Structural characterisation and coloration of ligno‐cellulose and protein fibre‐blended structures

Abstract This study investigates the structures produced by blending ligno‐cellulosic (ramie fibre, Boehmeria nivea L . ) and protein fibres (mulberry silk, Bombyx Mori ) with dissimilar mechanical properties. Ramie fibre, used for blending, is a ligno‐cellulosic fibre with very high tenacity but low elongation. On the other hand, silk (mulberry) fibre has lower tenacity with better elongation. Blended fibrous structures have shown satisfactory tensile strength and elongation, while other physical properties, such as coefficient of friction, brightness and flexural rigidity, have also been improved. Technical findings revealed that the coefficient of friction reduced from 0.79 to 0.48 and specific work of rupture improved from 2.3 to 3.43 mJ/tex after incorporation of silk in the ligno‐cellulosic fibre strand.

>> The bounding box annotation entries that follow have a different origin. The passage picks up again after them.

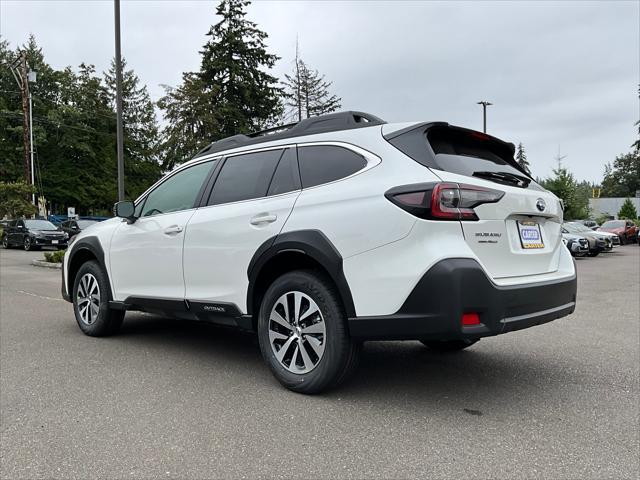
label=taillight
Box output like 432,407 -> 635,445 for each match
385,183 -> 504,220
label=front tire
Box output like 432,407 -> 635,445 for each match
22,237 -> 36,252
258,270 -> 361,394
420,338 -> 480,353
73,261 -> 125,337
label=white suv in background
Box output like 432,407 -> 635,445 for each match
62,112 -> 576,393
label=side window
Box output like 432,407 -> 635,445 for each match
141,160 -> 214,217
267,148 -> 300,195
298,145 -> 367,188
208,150 -> 283,205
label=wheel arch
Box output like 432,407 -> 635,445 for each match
247,230 -> 355,329
67,236 -> 113,298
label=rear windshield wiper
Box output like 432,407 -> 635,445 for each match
473,172 -> 531,188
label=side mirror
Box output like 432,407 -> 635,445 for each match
113,200 -> 135,223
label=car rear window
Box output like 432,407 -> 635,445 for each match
427,127 -> 523,176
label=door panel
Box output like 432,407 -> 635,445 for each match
110,160 -> 214,300
110,209 -> 195,300
184,190 -> 300,313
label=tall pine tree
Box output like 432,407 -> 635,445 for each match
283,48 -> 342,121
158,0 -> 281,168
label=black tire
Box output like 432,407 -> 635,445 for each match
420,338 -> 480,353
258,270 -> 362,394
72,260 -> 125,337
22,237 -> 36,252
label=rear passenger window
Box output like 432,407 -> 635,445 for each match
267,148 -> 300,195
208,150 -> 283,205
298,145 -> 367,188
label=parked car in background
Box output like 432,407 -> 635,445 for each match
598,220 -> 638,245
579,220 -> 599,230
60,220 -> 98,238
562,222 -> 607,257
2,219 -> 69,251
567,222 -> 619,252
562,233 -> 589,257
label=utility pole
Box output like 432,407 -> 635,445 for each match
113,0 -> 124,202
11,52 -> 33,189
478,100 -> 493,133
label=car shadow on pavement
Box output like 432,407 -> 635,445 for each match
114,313 -> 581,410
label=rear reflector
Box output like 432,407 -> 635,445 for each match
462,312 -> 480,326
385,183 -> 504,221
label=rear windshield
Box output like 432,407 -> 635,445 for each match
602,220 -> 624,228
24,220 -> 57,230
427,127 -> 525,182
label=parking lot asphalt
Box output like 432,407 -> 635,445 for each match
0,245 -> 640,479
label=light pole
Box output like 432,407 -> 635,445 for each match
478,100 -> 493,133
27,70 -> 36,206
113,0 -> 124,202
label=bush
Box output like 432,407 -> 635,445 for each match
44,250 -> 64,263
618,198 -> 638,220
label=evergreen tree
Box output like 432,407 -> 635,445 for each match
104,59 -> 161,198
199,0 -> 280,138
283,51 -> 342,121
158,73 -> 215,170
516,143 -> 531,175
541,167 -> 589,220
602,150 -> 640,197
158,0 -> 281,168
618,198 -> 638,220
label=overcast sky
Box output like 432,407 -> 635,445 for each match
0,0 -> 640,182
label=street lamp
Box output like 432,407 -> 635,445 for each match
478,100 -> 493,133
27,69 -> 36,206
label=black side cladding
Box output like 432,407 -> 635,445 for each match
63,236 -> 113,301
247,230 -> 355,316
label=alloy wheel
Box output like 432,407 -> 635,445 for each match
269,291 -> 327,374
76,273 -> 100,325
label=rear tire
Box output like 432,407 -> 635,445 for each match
420,338 -> 480,353
258,270 -> 361,394
72,260 -> 125,337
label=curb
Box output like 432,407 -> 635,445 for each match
31,260 -> 62,268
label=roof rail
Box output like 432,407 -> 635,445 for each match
194,111 -> 387,158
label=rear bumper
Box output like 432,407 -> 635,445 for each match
349,258 -> 577,340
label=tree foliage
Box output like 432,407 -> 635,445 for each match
618,198 -> 638,220
0,181 -> 37,218
516,143 -> 531,174
0,35 -> 160,214
541,168 -> 590,220
602,150 -> 640,197
158,0 -> 281,168
283,52 -> 342,121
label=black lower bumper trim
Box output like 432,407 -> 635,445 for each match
349,258 -> 577,340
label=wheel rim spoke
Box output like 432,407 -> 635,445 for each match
269,291 -> 326,374
76,273 -> 101,325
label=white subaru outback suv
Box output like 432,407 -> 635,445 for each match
62,112 -> 576,393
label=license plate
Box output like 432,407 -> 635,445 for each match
517,221 -> 544,250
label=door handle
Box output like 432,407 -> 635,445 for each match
251,213 -> 278,225
164,225 -> 182,235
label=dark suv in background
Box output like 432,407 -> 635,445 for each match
2,219 -> 69,251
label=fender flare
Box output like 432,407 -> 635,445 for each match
247,230 -> 355,317
67,235 -> 113,298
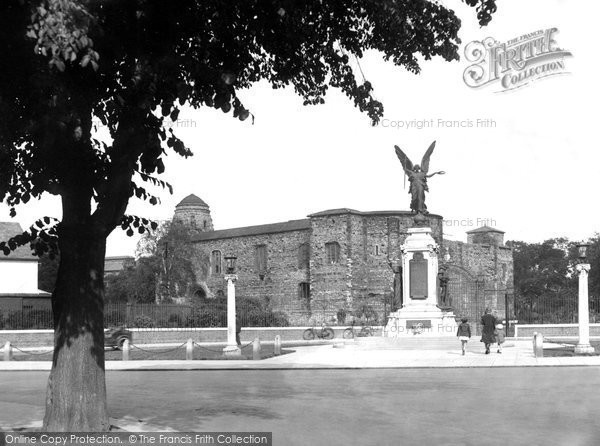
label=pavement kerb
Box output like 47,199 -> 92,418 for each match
0,339 -> 600,371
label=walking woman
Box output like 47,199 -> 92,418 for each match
481,308 -> 498,355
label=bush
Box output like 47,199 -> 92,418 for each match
133,314 -> 155,328
168,313 -> 183,327
104,310 -> 127,327
5,310 -> 54,330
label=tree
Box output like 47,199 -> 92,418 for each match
510,238 -> 577,322
137,221 -> 208,303
0,0 -> 495,431
104,257 -> 160,303
38,254 -> 59,293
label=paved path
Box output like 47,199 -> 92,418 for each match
0,367 -> 600,446
0,340 -> 600,371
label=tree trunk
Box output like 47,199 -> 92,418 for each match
43,225 -> 110,432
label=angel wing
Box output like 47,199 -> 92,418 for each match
394,146 -> 413,170
421,141 -> 435,173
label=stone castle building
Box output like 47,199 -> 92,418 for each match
174,195 -> 513,323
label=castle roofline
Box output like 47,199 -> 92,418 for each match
308,208 -> 442,218
467,226 -> 505,234
0,221 -> 38,262
192,218 -> 310,242
175,194 -> 209,208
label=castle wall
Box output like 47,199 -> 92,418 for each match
189,209 -> 513,323
196,230 -> 310,310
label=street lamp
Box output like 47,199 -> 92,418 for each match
577,243 -> 590,262
575,243 -> 595,353
225,256 -> 237,275
223,256 -> 242,357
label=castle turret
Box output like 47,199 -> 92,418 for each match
173,194 -> 214,232
467,226 -> 504,246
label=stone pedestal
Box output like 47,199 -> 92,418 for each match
223,274 -> 242,357
384,227 -> 458,338
575,263 -> 596,354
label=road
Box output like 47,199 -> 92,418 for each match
0,367 -> 600,446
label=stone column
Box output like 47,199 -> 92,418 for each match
223,274 -> 242,356
575,263 -> 594,353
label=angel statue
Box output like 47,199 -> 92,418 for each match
394,141 -> 445,214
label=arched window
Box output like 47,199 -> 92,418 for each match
254,245 -> 267,274
325,242 -> 340,264
210,249 -> 223,274
298,243 -> 310,268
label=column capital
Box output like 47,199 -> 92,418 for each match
225,274 -> 237,283
577,263 -> 590,274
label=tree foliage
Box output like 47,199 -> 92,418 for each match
509,234 -> 600,322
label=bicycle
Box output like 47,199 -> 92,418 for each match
342,321 -> 375,339
302,324 -> 335,341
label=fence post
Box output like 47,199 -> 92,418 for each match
252,338 -> 261,361
121,339 -> 129,361
273,335 -> 281,356
533,333 -> 544,358
4,341 -> 12,361
185,338 -> 194,361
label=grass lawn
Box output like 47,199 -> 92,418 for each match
13,345 -> 293,361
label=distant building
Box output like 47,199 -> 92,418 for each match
104,256 -> 135,277
173,195 -> 513,322
0,222 -> 52,318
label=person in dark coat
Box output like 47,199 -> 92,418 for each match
456,317 -> 471,356
481,308 -> 498,355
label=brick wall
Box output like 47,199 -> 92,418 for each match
196,230 -> 310,310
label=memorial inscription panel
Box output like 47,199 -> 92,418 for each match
408,252 -> 427,299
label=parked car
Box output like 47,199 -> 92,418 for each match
104,327 -> 133,350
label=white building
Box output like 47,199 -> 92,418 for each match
0,222 -> 51,317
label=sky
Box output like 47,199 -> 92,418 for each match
0,0 -> 600,256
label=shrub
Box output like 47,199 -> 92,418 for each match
5,310 -> 54,330
104,310 -> 127,327
133,314 -> 155,328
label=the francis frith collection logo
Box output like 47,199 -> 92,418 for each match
463,28 -> 571,92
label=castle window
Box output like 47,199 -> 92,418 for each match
254,245 -> 267,275
210,250 -> 223,274
325,242 -> 340,263
298,282 -> 310,301
298,243 -> 310,268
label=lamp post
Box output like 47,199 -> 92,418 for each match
575,243 -> 594,353
223,256 -> 242,356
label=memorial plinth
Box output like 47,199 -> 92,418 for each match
384,227 -> 458,338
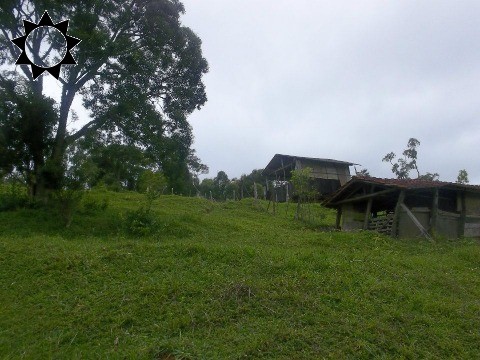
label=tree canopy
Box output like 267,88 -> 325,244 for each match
0,0 -> 208,197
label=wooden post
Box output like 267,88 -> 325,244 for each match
363,185 -> 375,230
430,188 -> 438,236
390,190 -> 405,237
335,206 -> 342,230
458,191 -> 467,237
400,203 -> 433,241
363,198 -> 373,230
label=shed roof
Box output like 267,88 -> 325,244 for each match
262,154 -> 358,175
325,176 -> 480,206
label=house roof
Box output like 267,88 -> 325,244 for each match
325,176 -> 480,206
262,154 -> 358,175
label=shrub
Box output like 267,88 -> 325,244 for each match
123,207 -> 157,236
0,182 -> 29,211
50,189 -> 83,227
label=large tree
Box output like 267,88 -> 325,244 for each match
0,0 -> 208,195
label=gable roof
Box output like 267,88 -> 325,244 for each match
262,154 -> 358,175
324,176 -> 480,206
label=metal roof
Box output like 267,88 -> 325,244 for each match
325,176 -> 480,205
262,154 -> 358,175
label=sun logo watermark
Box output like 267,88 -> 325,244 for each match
10,11 -> 82,80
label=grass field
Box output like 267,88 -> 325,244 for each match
0,191 -> 480,359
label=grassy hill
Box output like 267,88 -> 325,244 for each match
0,191 -> 480,359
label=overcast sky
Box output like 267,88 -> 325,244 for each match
182,0 -> 480,183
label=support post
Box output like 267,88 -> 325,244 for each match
363,185 -> 375,230
430,188 -> 438,236
390,190 -> 405,237
458,191 -> 467,237
335,207 -> 342,230
363,198 -> 373,230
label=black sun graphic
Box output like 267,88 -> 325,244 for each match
11,11 -> 82,80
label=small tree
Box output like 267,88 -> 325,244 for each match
457,169 -> 470,184
382,138 -> 420,179
382,138 -> 440,181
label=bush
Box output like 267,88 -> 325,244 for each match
0,182 -> 29,211
82,197 -> 108,214
50,189 -> 83,227
123,207 -> 157,236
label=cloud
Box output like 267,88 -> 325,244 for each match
183,0 -> 480,181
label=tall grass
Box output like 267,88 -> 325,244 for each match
0,191 -> 480,359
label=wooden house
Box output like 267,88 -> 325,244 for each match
262,154 -> 357,201
324,176 -> 480,238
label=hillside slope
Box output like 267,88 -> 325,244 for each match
0,192 -> 480,359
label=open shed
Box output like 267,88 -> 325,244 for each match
262,154 -> 357,196
324,176 -> 480,238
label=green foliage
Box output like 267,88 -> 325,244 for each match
0,76 -> 58,191
0,0 -> 208,196
82,193 -> 108,214
457,169 -> 470,184
138,170 -> 167,198
123,206 -> 157,236
48,189 -> 84,227
0,182 -> 29,211
0,190 -> 480,359
382,138 -> 440,181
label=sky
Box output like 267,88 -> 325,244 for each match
182,0 -> 480,184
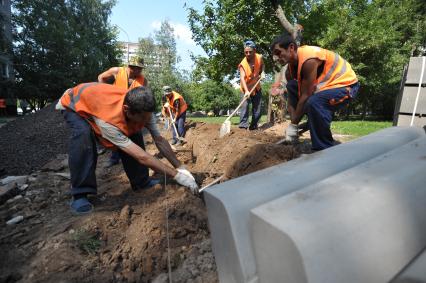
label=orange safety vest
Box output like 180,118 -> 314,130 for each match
114,67 -> 145,89
296,45 -> 358,96
61,83 -> 144,148
238,53 -> 262,92
163,91 -> 188,118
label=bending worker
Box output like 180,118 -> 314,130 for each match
162,86 -> 188,144
271,34 -> 359,150
57,83 -> 198,213
98,57 -> 148,167
238,40 -> 265,130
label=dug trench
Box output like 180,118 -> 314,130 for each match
0,108 -> 312,282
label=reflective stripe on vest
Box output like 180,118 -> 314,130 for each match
297,46 -> 358,96
238,53 -> 262,92
114,67 -> 145,89
165,91 -> 188,117
61,83 -> 144,148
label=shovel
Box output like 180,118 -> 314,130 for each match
219,79 -> 261,138
167,107 -> 186,144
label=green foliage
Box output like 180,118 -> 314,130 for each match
331,121 -> 392,137
188,115 -> 266,125
188,0 -> 311,81
72,229 -> 102,254
188,0 -> 426,117
306,0 -> 426,117
185,80 -> 240,115
12,0 -> 120,109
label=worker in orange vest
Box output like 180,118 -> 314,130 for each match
271,33 -> 359,150
0,98 -> 7,115
161,86 -> 188,144
56,83 -> 198,214
238,40 -> 265,130
98,56 -> 148,167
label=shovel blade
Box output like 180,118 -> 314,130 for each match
219,120 -> 231,138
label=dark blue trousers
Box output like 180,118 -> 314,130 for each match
64,111 -> 149,195
239,89 -> 262,130
172,111 -> 186,141
287,80 -> 359,150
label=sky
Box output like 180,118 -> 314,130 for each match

Blended yarn cross‐sectional images showed that finer silk fibres came to the surface, whereas the comparatively coarser cellulose‐based ramie fibre migrated to the core. Atomic force microscopy of the blend structure was examined to assess the roughness and uniformity of the surface. Fourier Transform–infrared spectroscopy analysis verified the presence of amide groups (associated with silk fibre) and glucose ring groups (associated with the cellulose of Ramie fibre) in the same graph. In addition, innovative techniques of simultaneous coloration of the developed blends are also proposed scientifically.